How do you begin the school year and establishing those classroom rules and routines?

July 7, 2015

Thinking About Behavior Management

Establishing a good behavior management plan is vital to a successful year regardless of how long you’ve been teaching. It’s taken me a few years to figure out what works best for me and I'm always having to keep in mind that this plan may change from year to year based on the kiddos I receive. 

One aspect to my plan that never changes and works with almost every child is a Think Sheet. A think sheet is a simple form that students fill out that describe, in their words, what happened and explain how they’ll change their behavior next time. It gives them responsibility over their words or actions, forces them to be accountable for their behavior, and cuts down on time taken away from teachers during the day. Also, it’s a super easy way to keep parents in the loop as to what’s happened at school and how it was handled.

Because how many times have parents asked their child about ‘what happened’ and they’re response every time is: ‘I don’t know.' No longer with these Think Sheets!

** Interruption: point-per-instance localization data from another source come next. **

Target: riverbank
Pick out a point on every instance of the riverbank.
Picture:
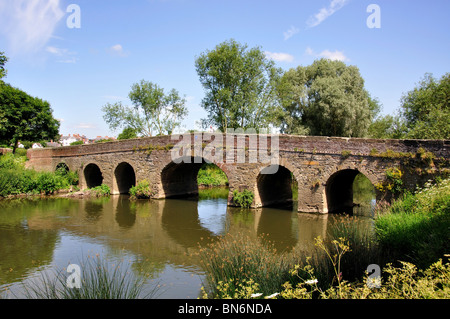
(409, 246)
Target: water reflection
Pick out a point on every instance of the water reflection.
(158, 237)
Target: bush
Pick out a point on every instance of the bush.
(99, 280)
(15, 179)
(244, 198)
(141, 191)
(99, 191)
(211, 175)
(415, 228)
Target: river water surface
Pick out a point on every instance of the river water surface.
(157, 238)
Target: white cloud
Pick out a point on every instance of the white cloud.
(279, 57)
(85, 126)
(291, 32)
(327, 54)
(29, 24)
(325, 12)
(114, 97)
(335, 55)
(117, 49)
(65, 55)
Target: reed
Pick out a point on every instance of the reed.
(99, 280)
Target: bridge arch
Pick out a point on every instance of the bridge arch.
(124, 178)
(179, 179)
(92, 175)
(274, 186)
(339, 191)
(63, 167)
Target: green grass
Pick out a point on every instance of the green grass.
(416, 228)
(99, 280)
(15, 179)
(211, 175)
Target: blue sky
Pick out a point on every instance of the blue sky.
(120, 42)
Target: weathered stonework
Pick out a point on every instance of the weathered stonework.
(324, 167)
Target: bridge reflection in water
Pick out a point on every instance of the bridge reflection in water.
(157, 237)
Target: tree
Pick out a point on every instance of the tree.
(127, 133)
(327, 98)
(387, 126)
(3, 60)
(426, 108)
(27, 118)
(240, 85)
(152, 110)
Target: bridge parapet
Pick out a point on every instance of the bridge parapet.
(318, 164)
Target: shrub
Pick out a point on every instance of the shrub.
(244, 198)
(141, 191)
(211, 175)
(415, 227)
(98, 281)
(99, 191)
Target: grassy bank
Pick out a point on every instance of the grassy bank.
(416, 228)
(98, 280)
(410, 244)
(210, 175)
(15, 179)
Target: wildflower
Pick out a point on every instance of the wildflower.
(311, 281)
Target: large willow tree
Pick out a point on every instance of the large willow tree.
(326, 98)
(240, 86)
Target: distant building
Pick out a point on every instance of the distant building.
(67, 140)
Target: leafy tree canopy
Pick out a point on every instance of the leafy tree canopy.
(326, 98)
(240, 86)
(25, 118)
(426, 109)
(153, 110)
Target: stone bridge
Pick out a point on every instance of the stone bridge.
(323, 167)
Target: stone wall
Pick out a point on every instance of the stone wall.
(317, 163)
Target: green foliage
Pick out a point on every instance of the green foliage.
(240, 86)
(244, 198)
(327, 98)
(426, 108)
(153, 110)
(3, 60)
(416, 227)
(142, 190)
(127, 133)
(98, 281)
(25, 118)
(15, 179)
(211, 175)
(393, 182)
(240, 268)
(233, 261)
(387, 127)
(99, 191)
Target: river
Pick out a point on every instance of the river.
(157, 238)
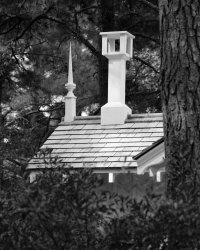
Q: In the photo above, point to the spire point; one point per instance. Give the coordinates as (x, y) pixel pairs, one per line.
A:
(70, 86)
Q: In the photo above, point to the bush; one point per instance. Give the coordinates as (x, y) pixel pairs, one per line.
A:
(63, 210)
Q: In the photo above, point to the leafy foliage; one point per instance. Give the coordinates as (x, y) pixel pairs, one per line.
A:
(63, 209)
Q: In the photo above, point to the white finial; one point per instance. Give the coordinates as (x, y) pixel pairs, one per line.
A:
(70, 72)
(70, 99)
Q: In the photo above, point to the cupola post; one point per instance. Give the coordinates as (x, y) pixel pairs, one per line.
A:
(70, 98)
(118, 48)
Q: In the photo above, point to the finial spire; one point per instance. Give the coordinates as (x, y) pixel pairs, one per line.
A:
(70, 86)
(70, 72)
(70, 99)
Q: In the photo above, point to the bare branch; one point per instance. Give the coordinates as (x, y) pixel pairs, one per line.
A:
(78, 36)
(146, 36)
(146, 63)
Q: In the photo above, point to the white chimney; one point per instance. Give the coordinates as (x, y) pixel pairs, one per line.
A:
(70, 99)
(118, 48)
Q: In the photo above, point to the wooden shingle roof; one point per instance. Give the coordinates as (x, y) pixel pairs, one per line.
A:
(86, 143)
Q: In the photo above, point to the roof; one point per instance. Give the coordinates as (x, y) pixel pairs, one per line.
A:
(143, 152)
(86, 143)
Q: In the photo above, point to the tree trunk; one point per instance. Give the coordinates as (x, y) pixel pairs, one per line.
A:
(107, 23)
(180, 84)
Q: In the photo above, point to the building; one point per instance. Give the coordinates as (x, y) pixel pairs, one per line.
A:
(117, 142)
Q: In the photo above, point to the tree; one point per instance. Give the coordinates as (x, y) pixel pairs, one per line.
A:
(180, 78)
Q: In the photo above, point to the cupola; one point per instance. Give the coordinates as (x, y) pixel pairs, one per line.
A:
(117, 46)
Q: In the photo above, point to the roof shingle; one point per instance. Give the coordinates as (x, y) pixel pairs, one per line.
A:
(86, 143)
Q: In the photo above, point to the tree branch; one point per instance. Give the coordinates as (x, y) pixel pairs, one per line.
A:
(151, 5)
(146, 63)
(146, 36)
(78, 36)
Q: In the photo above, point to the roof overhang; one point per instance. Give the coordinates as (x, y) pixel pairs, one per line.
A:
(150, 159)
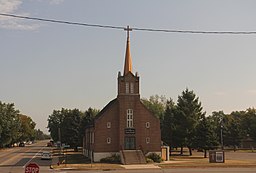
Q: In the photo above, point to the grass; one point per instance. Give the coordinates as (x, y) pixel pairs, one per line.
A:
(75, 160)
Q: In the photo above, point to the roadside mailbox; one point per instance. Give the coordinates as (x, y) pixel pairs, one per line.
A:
(32, 168)
(216, 156)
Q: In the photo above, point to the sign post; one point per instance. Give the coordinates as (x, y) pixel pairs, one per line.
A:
(32, 168)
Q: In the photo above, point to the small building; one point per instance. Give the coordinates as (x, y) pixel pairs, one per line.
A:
(124, 126)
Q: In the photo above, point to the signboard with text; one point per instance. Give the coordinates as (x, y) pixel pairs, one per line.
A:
(32, 168)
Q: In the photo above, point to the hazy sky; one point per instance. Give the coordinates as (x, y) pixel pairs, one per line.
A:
(47, 66)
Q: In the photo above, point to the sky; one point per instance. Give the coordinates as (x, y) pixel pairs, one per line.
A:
(48, 66)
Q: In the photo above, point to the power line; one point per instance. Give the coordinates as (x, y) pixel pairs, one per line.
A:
(135, 28)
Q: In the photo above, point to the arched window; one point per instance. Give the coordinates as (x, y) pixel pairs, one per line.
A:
(129, 118)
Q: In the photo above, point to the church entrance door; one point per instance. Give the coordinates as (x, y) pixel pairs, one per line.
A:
(129, 143)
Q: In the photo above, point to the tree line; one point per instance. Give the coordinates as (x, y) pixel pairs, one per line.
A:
(68, 125)
(16, 127)
(185, 124)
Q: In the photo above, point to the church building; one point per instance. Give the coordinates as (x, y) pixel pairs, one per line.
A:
(124, 126)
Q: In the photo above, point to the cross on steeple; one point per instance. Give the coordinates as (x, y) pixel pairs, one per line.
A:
(128, 29)
(128, 58)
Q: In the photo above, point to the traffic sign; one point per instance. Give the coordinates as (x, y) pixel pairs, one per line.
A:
(32, 168)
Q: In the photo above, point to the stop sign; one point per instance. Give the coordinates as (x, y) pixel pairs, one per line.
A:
(32, 168)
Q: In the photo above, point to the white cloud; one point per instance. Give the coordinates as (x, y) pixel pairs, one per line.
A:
(252, 92)
(219, 93)
(56, 2)
(8, 6)
(11, 7)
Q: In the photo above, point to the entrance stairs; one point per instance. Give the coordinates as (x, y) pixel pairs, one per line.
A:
(129, 157)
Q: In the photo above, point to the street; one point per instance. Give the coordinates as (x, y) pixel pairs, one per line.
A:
(13, 160)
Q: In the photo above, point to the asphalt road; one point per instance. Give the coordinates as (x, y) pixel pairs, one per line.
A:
(15, 159)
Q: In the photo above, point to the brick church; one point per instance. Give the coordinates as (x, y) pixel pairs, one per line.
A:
(124, 126)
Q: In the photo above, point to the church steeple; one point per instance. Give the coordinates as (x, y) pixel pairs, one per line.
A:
(128, 58)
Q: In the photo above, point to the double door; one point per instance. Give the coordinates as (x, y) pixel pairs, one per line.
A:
(129, 143)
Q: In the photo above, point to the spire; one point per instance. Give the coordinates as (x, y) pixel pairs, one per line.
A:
(128, 58)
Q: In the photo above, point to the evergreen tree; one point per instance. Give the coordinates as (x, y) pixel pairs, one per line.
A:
(189, 112)
(205, 137)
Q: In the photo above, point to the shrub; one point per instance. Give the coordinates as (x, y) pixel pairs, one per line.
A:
(155, 157)
(112, 159)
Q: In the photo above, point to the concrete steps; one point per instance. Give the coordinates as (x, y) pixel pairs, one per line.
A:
(130, 157)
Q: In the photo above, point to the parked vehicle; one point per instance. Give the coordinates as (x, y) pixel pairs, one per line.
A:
(21, 144)
(46, 155)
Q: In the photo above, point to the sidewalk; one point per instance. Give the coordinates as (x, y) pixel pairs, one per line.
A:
(141, 166)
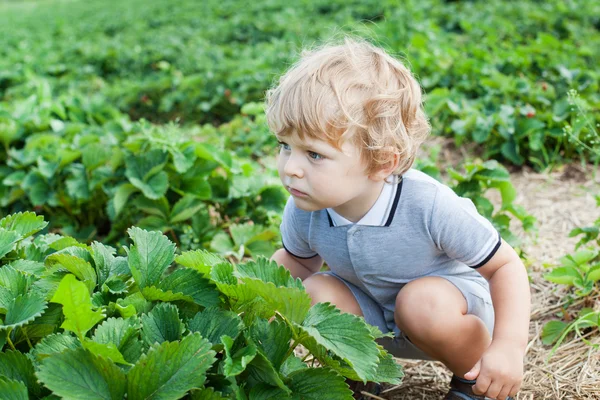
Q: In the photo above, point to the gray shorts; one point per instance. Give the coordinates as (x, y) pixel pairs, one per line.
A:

One of my most popular product since the beginning of this blog has been my Behavior Management: Think Sheets. I was inspired a number of years ago when I was teaching at a before and after school program out of my church who used a similar method. This think sheet process works for many reasons:
  1. gives the child time to calm down and reflect on their behavior
  2. the teacher facilitates the discussion and help bring the child to understanding why their behavior was wrong
  3. places responsibility and accountability back on the child by having them think and write out exactly what happened and caused the behavior
  4. note is signed by the teacher, student, AND parent....then returned to school to be kept on file by the teacher

These forms have been extremely helpful in my classroom and I’ve found that parents love them too! It’s the perfect tool for students to talk about their feelings and subsequent actions because it’s written by them and checked by the teacher before going home. Parents are able to see how the child reflects on their behavior and notice if they understand what they did was wrong or not, a common problem with just a talking-to. It’s amazing to see the difference when students actually understand and can communicate what they did and how to improve next time. Most importantly, students learn that mistakes are made but that one can learn from them and always be given a second, third, fourth....chance.

This bundle differs from my previous Think Sheet because it includes forms that are appropriate for K-6th grade! It’s perfect for those teachers switching grades or for differentiation within your own classroom. We all know children mature at different ages and grades and their Think Sheets should reflect this, even with discipline.